Глинка В. М.: Пушкин и Военная галерея Зимнего дворца
М. С. Воронцов

М. С. ВОРОНЦОВ.

Когда весной 1823 года в Петербурге стало известно о назначении графа Михаила Семеновича Воронцова новороссийским генерал-губернатором и бессарабским наместником, друзья Пушкина начали хлопотать о переводе его в Одессу. Помимо того, что сам поэт рвался из опостылевшего ему Кишинева, всем заботившимся о его судьбе казалось, что Воронцов – именно тот начальник, который облегчит положение ссыльного поэта и, может быть, через некоторое время исходатайствует ему разрешение вернуться в столицу. В петербургских чиновничье-дворянских кругах у Воронцова была репутация человека хорошо образованного и либерального, созданная его прежней служебной деятельностью.

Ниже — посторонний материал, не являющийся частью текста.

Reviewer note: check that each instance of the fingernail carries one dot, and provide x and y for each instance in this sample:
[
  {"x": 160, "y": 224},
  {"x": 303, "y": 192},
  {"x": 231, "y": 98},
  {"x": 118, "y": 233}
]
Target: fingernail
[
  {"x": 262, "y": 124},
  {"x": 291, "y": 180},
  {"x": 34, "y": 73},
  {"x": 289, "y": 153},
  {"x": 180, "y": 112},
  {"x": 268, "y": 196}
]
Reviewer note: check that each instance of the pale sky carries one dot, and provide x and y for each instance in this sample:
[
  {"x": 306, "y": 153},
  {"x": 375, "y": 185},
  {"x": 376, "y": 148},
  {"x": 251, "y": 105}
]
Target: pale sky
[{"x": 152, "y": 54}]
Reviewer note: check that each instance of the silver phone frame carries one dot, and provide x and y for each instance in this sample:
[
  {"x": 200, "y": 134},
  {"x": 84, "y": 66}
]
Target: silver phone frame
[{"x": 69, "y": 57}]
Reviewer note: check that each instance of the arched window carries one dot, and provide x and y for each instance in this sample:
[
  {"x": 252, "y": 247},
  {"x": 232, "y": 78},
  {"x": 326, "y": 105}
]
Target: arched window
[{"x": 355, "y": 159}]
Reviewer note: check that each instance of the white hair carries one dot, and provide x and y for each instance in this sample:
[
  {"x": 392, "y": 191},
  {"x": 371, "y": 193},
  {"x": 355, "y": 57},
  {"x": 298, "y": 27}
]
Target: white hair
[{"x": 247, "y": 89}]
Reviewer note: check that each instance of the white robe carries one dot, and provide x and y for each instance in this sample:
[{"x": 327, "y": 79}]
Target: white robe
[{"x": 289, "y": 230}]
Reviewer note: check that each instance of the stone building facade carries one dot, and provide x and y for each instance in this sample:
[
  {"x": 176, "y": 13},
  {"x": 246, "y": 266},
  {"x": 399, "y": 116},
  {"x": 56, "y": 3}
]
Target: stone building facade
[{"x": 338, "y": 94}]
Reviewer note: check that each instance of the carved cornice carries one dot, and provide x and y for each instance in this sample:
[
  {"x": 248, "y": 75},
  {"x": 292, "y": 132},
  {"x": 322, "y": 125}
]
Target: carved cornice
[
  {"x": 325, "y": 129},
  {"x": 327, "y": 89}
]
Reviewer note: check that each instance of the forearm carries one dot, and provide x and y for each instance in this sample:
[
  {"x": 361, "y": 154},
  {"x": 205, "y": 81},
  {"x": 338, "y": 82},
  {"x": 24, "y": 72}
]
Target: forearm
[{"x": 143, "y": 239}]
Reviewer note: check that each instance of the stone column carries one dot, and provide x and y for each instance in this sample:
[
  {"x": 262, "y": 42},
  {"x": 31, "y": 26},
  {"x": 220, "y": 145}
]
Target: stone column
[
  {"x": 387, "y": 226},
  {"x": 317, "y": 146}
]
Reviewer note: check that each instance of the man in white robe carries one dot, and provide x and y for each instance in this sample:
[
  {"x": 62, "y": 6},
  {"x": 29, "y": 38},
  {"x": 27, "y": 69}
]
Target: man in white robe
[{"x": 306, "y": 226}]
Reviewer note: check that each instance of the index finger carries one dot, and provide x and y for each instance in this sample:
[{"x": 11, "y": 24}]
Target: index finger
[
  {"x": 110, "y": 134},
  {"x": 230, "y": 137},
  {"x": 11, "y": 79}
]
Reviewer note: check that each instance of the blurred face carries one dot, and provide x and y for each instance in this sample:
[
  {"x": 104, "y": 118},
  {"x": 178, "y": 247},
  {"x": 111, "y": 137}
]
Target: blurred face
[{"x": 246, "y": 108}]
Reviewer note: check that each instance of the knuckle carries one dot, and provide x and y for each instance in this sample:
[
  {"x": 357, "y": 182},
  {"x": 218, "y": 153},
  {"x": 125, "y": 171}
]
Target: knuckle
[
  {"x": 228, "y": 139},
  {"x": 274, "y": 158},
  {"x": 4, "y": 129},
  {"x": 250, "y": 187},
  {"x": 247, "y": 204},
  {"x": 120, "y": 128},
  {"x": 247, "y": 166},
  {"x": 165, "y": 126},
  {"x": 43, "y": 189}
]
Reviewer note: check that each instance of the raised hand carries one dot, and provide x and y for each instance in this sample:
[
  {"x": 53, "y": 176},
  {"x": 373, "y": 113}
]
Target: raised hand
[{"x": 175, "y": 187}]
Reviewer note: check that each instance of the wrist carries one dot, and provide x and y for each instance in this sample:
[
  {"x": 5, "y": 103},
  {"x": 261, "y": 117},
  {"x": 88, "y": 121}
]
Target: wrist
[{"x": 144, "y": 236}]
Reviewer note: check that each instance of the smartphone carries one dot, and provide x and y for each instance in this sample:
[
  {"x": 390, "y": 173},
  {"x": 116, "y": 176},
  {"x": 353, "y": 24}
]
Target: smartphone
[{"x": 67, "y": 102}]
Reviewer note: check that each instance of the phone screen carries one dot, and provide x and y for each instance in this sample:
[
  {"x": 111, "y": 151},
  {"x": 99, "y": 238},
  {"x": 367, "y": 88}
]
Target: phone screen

Сын дипломата, долголетнего русского посла в Лондоне, граф М. С. Воронцов воспитывался в Англии, но в 19 лет поступил на военную службу и вскоре начал боевую деятельность на Кавказе, где за храбрость получил орден Георгия IV степени, вынеся из-под ружейного огня раненого товарища. В 1805–1807 годах Воронцов сражался с французами, в 1809–1811 – с турками, отличился под Рущуком, что было отмечено Кутузовым, ходатайствовавшим о награждении его орденом Георгия III степени. С началом Отечественной войны Воронцов получил в командование гренадерскую дивизию, во главе которой бился под Дашковкой и Смоленском.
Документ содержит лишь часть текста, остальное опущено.